Trying the RAM sticks separately, the problem persists.
I did not apply new thermal paste when I reseated the CPU, as I don't have any handy and the existing one still looked fine.
Overheating has not been an issue with the system previously and when the BSODs occur, CPU temps in HWMonitor are reported below 40° C (I didn't have it open every time, but the times I did the temps were as described).

I also just updated the BIOS to the latest version, but it's as unstable as before.
 
What might have changed since all was well?
Perhaps some sort of a maintenance update?

Run memtest86.
It boots from a usb stick and does not use windows.
It is a basic test of pc functioning.
It takes windows issues off the table.
You can download the free edition here:
https://www.memtest86.com/download.htm

If you can run a full pass with NO errors, your ram should be ok.

Try booting in safe mode.
It runs with a minimal set of essential drivers.
If you run ok, you may have a driver issue.

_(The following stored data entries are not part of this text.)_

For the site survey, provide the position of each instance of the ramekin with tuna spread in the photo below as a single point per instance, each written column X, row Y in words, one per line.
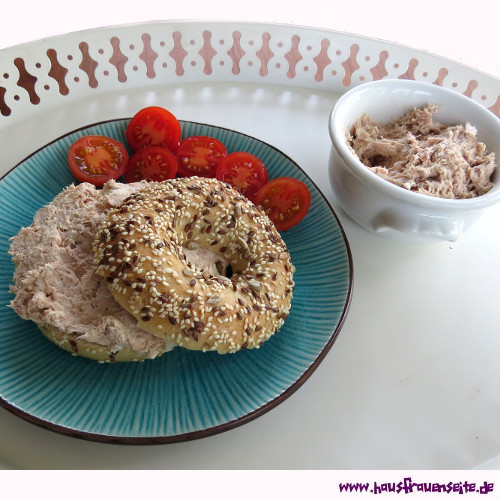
column 420, row 154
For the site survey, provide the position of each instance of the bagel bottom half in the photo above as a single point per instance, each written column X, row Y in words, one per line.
column 56, row 285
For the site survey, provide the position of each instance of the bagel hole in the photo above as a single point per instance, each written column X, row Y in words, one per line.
column 208, row 261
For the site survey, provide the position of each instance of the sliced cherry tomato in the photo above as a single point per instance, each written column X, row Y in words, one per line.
column 199, row 155
column 151, row 164
column 97, row 159
column 285, row 200
column 243, row 171
column 153, row 126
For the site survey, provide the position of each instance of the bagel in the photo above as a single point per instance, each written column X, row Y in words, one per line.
column 56, row 286
column 198, row 264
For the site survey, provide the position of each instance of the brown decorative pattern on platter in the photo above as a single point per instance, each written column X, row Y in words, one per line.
column 45, row 72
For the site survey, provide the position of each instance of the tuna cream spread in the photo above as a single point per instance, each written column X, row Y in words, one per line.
column 423, row 155
column 56, row 285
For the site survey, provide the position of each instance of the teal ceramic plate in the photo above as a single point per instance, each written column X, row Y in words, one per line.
column 184, row 394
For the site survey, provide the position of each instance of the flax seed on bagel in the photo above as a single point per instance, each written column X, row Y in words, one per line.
column 197, row 263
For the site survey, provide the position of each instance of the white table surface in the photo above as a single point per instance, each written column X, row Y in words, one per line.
column 451, row 288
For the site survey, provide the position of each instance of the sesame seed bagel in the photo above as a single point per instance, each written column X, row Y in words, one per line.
column 198, row 264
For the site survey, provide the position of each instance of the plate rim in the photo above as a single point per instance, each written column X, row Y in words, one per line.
column 231, row 424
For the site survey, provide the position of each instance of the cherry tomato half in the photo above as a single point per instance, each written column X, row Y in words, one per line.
column 199, row 155
column 153, row 126
column 151, row 164
column 97, row 159
column 285, row 200
column 243, row 171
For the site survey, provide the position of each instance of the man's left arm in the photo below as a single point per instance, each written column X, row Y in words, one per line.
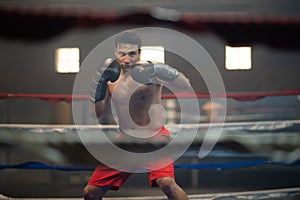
column 151, row 72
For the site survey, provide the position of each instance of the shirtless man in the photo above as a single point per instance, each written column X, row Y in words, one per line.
column 134, row 87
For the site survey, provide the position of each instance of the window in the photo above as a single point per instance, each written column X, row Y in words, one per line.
column 67, row 60
column 153, row 53
column 238, row 58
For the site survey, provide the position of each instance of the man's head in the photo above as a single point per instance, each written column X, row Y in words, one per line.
column 127, row 49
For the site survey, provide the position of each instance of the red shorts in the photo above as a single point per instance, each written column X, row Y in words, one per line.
column 106, row 176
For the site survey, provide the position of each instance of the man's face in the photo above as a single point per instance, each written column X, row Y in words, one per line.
column 127, row 55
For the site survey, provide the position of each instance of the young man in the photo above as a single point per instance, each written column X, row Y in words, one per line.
column 123, row 74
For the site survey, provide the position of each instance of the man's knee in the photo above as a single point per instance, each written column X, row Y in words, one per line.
column 94, row 193
column 166, row 184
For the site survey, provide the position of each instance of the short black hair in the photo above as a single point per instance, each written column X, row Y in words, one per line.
column 128, row 37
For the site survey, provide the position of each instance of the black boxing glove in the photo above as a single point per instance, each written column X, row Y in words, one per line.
column 111, row 73
column 145, row 73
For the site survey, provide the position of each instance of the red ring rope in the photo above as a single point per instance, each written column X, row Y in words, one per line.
column 54, row 98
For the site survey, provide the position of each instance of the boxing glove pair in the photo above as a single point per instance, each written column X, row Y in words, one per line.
column 142, row 72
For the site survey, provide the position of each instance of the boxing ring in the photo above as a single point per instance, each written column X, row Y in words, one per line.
column 268, row 139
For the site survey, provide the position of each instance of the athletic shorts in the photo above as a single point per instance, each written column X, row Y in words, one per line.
column 106, row 176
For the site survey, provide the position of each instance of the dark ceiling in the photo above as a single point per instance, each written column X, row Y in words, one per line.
column 238, row 22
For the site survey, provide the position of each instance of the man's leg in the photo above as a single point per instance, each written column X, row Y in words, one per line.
column 171, row 189
column 94, row 192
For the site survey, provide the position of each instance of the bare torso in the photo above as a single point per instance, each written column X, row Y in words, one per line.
column 137, row 105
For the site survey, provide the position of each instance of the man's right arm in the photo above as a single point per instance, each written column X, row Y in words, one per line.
column 99, row 94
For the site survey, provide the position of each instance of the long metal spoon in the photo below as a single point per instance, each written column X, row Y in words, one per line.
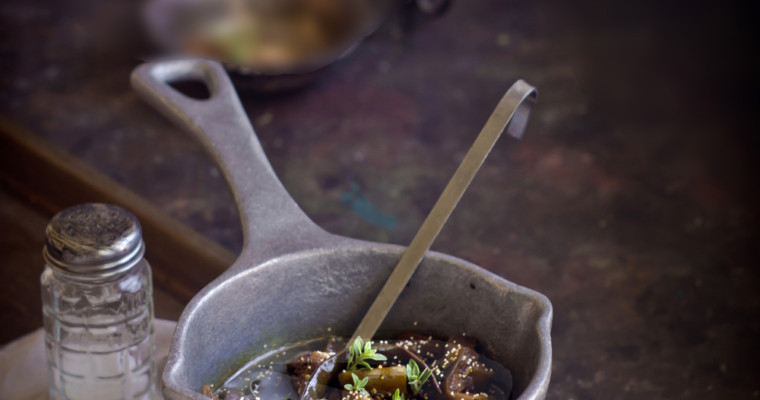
column 511, row 113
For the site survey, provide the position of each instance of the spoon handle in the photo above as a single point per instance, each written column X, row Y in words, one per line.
column 511, row 113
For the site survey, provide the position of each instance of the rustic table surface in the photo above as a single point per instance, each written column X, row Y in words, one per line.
column 631, row 202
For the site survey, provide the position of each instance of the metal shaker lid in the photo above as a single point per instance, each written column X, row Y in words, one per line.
column 93, row 239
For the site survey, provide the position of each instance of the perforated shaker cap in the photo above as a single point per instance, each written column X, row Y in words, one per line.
column 95, row 240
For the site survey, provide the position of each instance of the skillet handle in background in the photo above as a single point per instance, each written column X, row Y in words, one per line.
column 273, row 224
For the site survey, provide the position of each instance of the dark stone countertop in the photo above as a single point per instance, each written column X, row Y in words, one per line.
column 631, row 202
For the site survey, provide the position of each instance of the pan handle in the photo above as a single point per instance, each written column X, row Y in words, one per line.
column 273, row 224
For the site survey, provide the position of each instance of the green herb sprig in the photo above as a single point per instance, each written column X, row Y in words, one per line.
column 360, row 352
column 415, row 378
column 358, row 384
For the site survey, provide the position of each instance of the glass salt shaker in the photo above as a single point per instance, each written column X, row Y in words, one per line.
column 97, row 302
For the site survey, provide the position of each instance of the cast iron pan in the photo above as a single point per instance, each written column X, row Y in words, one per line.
column 293, row 281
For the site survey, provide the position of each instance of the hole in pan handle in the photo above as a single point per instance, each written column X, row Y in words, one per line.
column 273, row 224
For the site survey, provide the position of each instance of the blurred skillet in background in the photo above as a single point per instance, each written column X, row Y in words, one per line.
column 271, row 45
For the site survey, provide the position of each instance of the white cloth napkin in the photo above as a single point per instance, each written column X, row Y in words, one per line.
column 23, row 363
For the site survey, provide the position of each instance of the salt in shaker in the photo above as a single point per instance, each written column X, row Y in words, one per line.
column 97, row 301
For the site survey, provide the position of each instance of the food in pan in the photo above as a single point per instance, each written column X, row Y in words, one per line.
column 274, row 34
column 412, row 367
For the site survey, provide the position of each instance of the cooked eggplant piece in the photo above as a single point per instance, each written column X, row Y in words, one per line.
column 381, row 380
column 467, row 377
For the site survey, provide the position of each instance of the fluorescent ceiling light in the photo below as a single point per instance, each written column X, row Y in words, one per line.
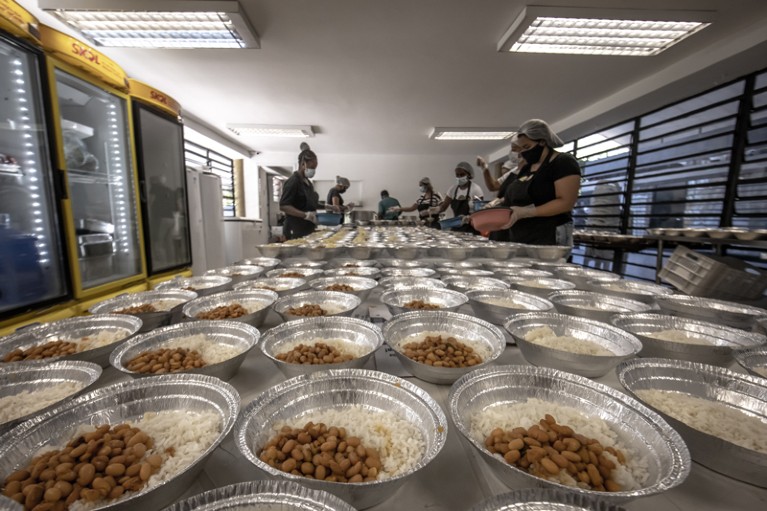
column 158, row 23
column 472, row 133
column 593, row 31
column 267, row 130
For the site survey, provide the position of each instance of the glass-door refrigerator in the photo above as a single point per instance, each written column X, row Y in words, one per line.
column 159, row 138
column 32, row 260
column 94, row 151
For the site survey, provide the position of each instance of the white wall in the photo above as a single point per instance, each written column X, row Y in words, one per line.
column 397, row 173
column 252, row 196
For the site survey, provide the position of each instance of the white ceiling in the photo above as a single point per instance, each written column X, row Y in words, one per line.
column 373, row 77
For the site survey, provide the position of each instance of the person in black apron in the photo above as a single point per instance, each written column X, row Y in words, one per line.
column 299, row 200
column 545, row 191
column 511, row 168
column 426, row 204
column 335, row 200
column 460, row 196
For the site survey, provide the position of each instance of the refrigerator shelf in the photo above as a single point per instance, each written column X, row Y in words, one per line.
column 79, row 130
column 90, row 177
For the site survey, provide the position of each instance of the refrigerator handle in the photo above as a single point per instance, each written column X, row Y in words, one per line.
column 60, row 184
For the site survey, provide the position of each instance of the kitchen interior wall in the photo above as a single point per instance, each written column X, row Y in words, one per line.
column 399, row 174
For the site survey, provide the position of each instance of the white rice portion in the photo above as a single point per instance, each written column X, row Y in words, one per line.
column 399, row 442
column 631, row 476
column 536, row 283
column 480, row 348
column 212, row 352
column 329, row 308
column 345, row 347
column 88, row 342
column 711, row 417
column 545, row 336
column 188, row 433
column 271, row 285
column 509, row 303
column 166, row 305
column 29, row 401
column 680, row 336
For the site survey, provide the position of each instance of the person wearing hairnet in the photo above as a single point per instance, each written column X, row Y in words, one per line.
column 460, row 196
column 542, row 197
column 335, row 201
column 299, row 200
column 511, row 168
column 426, row 204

Your symptoms sound like a psu problem.
Your issue happens under load.
If you can, test with a known good psu.

It is very unlikely that the processor is defective.
 
There was no software change that took place shortly before this.

I ran memtest86 already, should have mentioned that in the original post, sorry. 4 passes showed no errors, so the RAM should be fine.

I also just tried disabling turbo boost (by setting the maximum processor state to 99% in Windows' power options). With it disabled, I was actually able to run Prime95 for 20 minutes without any issues and no apparent instability. The maximum CPU temp after that was 45 °C. But this could still mean anything from a broken PSU to a broken CPU, couldn't it?

Unfortunately I don't have another PSU to test (just moved to a new city, so also no friends nearby to ask for one). I'd have to order a new one or RMA the existing one. That's why I wrote the original post, looking for a better way :/
 
Unfortunately, the only way to diagnose hardware issues is by inspired replacement of parts.
That you can run ok at 99% is a bit baffling.

You could open an incident with corsair.
See if they can't cross ship you a psu replacement.
 
Running prime for 20mins on any system should result in high temps, not in the 40's. Something seems wrong with the temp reporting if that's as high as you get. Even a $500 water loop would probably hit higher than 40 in prime for 20mins.

Hard to speculate, as said, being able to test different parts is what I would do and helpful to have like 10 different PC's with all different sockets, and chips in my house, but not ideal for someone without that. Possibly motherboard. Seeing as how you tried Linux, we can rule out windows and telling you to do a reinstall.

Myself, anytime I remove the cooler, I redo thermal paste, but the problem started beforehand, and afterwards.

Possibly cold solder joint on the motherboard, I'm grasping. lol.
 
Thanks for all your answers. I will try to get a replacement PSU and motherboard and hopefully one of those will solve it.

A note on the Prime95 test: as it ran with turboboost disabled, the CPU only ran at 3.1GHz, so maybe that's why it didn't heat up as much. AFAIK my CPU cooler is also pretty overkill for this CPU. I also ran another longer run of about an hour. There it got up to 55 °C.

One last datapoint that I collected was to try installing the GPU again. With it, the system would still POST (I have a beeper installed), but I couldn't get an image on the screen (neither from windows nor from the BIOS). I guess this confirms that the CPU is not damaged, but the motherboard or the PSU (unless I somehow managed to damage the GPU in all of this testing, which I really hope is not the case 😳).